The Tales of Asgard feature, which had started as a way for Stan to work in some background on the Norse gods, rapidly evolved into the adventures of the Warriors Three: Volstagg, Hogun the Grim and Fandral the Dashing (with Thor often joining in):
Hogun looks a bit like Attila the Hun, and Fandral was inspired by Errol Flynn's version of Robin Hood (and would later inspire Green Arrow's extreme makeover).
Volstagg himself was based on the character of Falstaff, who appeared in three Shakespeare plays, most notably the two parts of Henry IV. In the first part, Falstaff is the drinking and debauching companion of Prince Hal (the future Henry V). Like Volstagg, he's portly and given much to braggadocio, and is the frequent subject of the jests of his companions.

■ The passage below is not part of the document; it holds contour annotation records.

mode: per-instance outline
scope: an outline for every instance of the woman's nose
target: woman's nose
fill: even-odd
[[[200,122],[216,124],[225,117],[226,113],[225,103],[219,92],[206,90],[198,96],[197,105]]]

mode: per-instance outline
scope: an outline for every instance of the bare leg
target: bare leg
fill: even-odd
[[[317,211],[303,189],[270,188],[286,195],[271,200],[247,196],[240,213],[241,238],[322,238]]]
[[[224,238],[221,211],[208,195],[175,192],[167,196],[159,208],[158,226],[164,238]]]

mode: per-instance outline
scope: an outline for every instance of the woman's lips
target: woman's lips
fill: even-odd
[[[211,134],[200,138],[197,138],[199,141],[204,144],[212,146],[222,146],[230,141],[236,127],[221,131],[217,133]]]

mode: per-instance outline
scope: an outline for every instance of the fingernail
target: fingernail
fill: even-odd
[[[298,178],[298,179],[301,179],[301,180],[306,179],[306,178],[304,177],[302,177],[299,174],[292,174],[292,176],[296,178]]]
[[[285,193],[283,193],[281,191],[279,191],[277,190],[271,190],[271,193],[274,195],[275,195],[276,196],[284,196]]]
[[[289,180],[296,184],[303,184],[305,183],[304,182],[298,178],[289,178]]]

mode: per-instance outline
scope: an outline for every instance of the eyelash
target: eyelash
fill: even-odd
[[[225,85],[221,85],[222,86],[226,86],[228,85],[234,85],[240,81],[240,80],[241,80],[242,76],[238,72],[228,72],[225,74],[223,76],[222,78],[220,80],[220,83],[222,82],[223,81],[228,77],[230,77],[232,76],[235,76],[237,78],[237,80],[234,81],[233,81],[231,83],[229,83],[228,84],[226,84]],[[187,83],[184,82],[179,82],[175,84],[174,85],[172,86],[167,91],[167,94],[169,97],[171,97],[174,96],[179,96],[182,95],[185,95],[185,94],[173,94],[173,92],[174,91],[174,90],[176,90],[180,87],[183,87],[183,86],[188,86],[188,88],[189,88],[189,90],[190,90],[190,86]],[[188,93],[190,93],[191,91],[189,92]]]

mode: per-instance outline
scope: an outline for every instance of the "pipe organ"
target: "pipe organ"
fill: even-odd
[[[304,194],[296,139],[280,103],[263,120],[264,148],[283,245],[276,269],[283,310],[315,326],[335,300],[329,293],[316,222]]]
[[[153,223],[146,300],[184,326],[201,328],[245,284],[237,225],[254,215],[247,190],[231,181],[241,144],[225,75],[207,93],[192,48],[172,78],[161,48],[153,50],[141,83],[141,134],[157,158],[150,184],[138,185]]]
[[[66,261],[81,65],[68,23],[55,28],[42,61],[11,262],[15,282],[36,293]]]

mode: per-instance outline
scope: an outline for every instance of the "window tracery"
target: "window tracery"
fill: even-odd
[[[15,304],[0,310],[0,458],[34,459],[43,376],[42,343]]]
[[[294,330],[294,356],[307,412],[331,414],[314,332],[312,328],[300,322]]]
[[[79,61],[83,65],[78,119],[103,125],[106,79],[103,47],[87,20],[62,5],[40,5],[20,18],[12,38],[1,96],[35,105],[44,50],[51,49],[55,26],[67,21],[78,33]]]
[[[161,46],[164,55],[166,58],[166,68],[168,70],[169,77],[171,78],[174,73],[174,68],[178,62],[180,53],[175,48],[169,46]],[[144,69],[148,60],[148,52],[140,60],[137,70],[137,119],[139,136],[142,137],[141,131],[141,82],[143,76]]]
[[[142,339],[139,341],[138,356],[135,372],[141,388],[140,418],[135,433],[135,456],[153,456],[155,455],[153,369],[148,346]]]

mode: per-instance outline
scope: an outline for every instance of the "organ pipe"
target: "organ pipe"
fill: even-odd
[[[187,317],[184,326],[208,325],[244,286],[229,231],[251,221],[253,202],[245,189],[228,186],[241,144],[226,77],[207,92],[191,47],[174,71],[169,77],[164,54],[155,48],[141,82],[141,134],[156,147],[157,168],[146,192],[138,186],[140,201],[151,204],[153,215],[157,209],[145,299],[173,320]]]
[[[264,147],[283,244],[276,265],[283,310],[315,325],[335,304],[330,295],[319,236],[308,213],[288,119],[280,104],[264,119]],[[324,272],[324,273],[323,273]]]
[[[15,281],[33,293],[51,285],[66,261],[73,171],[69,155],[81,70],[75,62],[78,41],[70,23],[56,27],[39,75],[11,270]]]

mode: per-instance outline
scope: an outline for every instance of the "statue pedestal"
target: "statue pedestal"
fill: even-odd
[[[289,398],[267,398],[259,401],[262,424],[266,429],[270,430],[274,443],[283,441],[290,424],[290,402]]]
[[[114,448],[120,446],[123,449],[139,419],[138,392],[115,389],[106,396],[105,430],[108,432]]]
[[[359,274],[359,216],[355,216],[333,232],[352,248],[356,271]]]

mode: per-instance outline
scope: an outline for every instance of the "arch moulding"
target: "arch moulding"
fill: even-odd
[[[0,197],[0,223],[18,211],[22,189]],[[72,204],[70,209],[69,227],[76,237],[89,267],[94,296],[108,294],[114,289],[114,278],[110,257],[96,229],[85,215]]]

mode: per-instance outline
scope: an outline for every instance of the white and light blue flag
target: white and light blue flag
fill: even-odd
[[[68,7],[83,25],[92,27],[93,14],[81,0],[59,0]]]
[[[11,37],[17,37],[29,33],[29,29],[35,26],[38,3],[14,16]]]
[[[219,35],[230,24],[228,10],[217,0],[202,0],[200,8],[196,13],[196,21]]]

Thor himself can be seen as similar to Hal; the son of the King who sorely tests his father's patience yet shows great heroism. Falstaff is repudiated by Hal in the final scene of the second part of Henry IV, as a sign that the young prince has renounced his former dissolute lifestyle and is ready to assume his duties as king. As far as I know, Thor never similarly abandoned Volstagg.
One aspect of Volstagg's characterization must be commented on, and that is his steed. While Hogun and Fandral had sterling and mighty chargers, Volstagg was given a mount that would not seem capable of supporting his girth:
This further emphasizes the comical nature of the character.